第15話 黒装束

長続連の軍隊は全てが黒で統一され、その行進が乱れる気配がなかった。

行進が乱れないというのは軍の戒律の厳しさをあらわしており、よく訓練された軍であることを示していた。混成の軍隊である遊佐続光の軍隊とは対照的である。



次の瞬間、続光は不思議な光景を目にすることになる。

その黒で統一された軍団が遊佐の包囲軍に対し足を速めたのだ、足を速めた軍隊は天を向いていた槍の穂先を遊佐軍に向けて前進してきていた。


これは誰がどうみても「突撃」である。


この最初の突撃で鞍川清房、清経親子の部隊が壊滅し包囲軍はパニック状態に陥った。この黒い塊の軍隊はまだ人を喰い足りないらしく、ちりぢりになった部隊を飲み込んでいった。

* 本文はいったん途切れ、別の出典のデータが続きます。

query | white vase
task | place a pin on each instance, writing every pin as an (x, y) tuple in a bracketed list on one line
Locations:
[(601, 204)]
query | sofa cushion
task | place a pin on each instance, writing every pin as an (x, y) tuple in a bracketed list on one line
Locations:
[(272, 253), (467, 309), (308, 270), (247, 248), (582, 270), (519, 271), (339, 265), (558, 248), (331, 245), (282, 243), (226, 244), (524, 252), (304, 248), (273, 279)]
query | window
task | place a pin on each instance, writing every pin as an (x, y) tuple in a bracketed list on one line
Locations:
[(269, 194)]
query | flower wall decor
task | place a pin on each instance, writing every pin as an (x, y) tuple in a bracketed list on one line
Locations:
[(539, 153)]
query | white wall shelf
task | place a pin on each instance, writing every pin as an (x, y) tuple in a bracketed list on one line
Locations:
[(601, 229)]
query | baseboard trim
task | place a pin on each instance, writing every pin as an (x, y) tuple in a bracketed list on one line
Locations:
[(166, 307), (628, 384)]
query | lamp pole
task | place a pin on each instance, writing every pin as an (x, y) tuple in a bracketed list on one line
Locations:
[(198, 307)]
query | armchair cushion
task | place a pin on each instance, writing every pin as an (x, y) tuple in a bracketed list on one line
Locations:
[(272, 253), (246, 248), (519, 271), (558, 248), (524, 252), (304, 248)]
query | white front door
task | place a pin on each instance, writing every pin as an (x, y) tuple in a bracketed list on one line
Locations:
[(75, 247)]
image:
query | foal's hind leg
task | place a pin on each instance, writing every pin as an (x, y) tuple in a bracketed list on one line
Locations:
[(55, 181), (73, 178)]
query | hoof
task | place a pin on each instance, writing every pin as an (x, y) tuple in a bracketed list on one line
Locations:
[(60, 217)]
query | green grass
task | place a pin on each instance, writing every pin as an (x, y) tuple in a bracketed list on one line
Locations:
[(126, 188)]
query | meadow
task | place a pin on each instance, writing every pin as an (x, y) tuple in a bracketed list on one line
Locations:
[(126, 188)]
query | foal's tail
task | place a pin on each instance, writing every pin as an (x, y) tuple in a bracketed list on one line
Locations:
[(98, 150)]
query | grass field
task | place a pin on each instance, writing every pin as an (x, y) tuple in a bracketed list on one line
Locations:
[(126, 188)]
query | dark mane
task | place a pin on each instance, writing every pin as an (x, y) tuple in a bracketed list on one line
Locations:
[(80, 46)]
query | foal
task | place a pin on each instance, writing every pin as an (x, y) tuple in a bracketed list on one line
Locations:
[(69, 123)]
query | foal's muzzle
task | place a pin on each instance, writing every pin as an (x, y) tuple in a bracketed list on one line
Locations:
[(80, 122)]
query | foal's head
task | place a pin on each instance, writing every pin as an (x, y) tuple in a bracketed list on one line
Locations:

気づくと続光の周りには人がいなくなっていた。皆逃げ出したのだ。続光も慌てて逃げる。それと同時に城から温井の軍隊が飛び出してきた。


(殺すつもりだ!あいつら遊佐の者を全員殺すつもりだ!)


続光も雑兵の一人となって逃げる。

逃げながら続光は全てを理解した。


(あの珠洲を襲った謎の黒装束の一団とは長続連の軍隊であったのだ)


(温井は長がけっして遊佐側につかないことを知っておったのだ、それもそのはずだ・・・もうとっくの昔に長続連は温井総貞に調略されておったのだ・・・)


(ある時期を境に温井は急に武力衝突を望むようになった・・・これは長を調略し、長と対決しない事が決まっていたからであったのか・・・もっと慎重にそのことを考えるべきであった・・・)



遊佐続光は死に物狂いで領国である珠洲に逃げ帰った。



そして最後の徹底抗戦をするために珠洲にいる兵力を集結させた、その数僅かに100人。


しかし、待てど暮らせど追手がこない。

続光は数千の強大な軍団が自分を引きちぎりにくると想像していたのだが・・・。


2カ月ほどたって来たのは温井総貞からの1人の使者であった。